I watched the presidential address this week and Boehner's response to it. They both were nauseating, for completely different reasons.
Obama's portrayal of "fairness" and wealthy Americans paying their "fair share" falls flat for me. Wealthy Americans already pay most of the taxes in this country at a rate of 35% in comparison to the 15% that represents "average" household incomes.
Those percentages are on taxable incomes which are usually much lower than actual incomes by the time that most people take even standard deductions.
The whole "fair share" argument is a non-starter. Wealthy Americans already pay their fair share.

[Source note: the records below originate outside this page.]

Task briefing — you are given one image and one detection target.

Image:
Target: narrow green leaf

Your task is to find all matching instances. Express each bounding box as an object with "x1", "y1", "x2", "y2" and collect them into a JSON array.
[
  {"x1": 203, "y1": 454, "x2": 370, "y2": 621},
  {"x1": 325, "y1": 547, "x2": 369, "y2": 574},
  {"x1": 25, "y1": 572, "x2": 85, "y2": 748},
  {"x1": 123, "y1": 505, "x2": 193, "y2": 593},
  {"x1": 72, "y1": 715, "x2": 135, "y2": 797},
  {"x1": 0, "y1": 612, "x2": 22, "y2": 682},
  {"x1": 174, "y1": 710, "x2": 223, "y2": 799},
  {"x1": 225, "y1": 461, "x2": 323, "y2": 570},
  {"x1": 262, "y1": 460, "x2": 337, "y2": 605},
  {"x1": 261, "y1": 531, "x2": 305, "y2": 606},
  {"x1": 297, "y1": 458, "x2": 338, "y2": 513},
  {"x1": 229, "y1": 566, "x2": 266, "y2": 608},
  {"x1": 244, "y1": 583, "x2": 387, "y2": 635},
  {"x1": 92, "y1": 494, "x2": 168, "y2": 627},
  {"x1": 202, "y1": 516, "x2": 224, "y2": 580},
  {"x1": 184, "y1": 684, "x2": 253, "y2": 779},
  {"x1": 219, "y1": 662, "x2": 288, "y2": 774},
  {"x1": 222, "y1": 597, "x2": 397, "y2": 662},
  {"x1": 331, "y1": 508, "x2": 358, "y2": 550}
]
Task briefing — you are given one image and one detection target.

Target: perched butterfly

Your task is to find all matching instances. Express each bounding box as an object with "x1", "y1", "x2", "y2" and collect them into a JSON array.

On the other hand, tax rates need to rise. It's simply unavoidable. We are too far into this mess to not suck it up and face facts. Cutting spending sounds great when you think it's all wasteful, but last time I checked we drive on federally funded roads, learn at federally funded schools, and our older population depends on federally funded health care.
We can make cuts in those areas, but we need to be conscious of the fact that when we say "cuts" we are also meaning that individuals will have to pick up the tab for these things on their own, which in certain areas will be nearly impossible, especially in a down economy with so many people out of work.
We need tax rates to rise in all brackets, even if it is only by 1% for each bracket. Working Class, Middle Class and Lower Class people need to contribute to maintaining all of the services that a federal government provides. We all use those services everyday and we all should have a hand in maintaining those public spaces and services.
This requires speaking the truth and explaining to all of us Less Than Wealthy Americans how little we contribute to the Budget compared to all those Wealthy Americans and Bad Corporations.
Boehner came across as an angry, defiant man in his rebuttal. I shook my head and thought, "Nothing good can come from this."
So far his plan is a drop in the bucket of what needs to be done, offering 1 trillion in deficit reduction instead of the 3-4 trillion previously offered.
I keep hoping to read the news and hear that both sides have compromised and finally settled on a plan, but so far it seems like we're watching a game of Chicken in which no one wants to blink.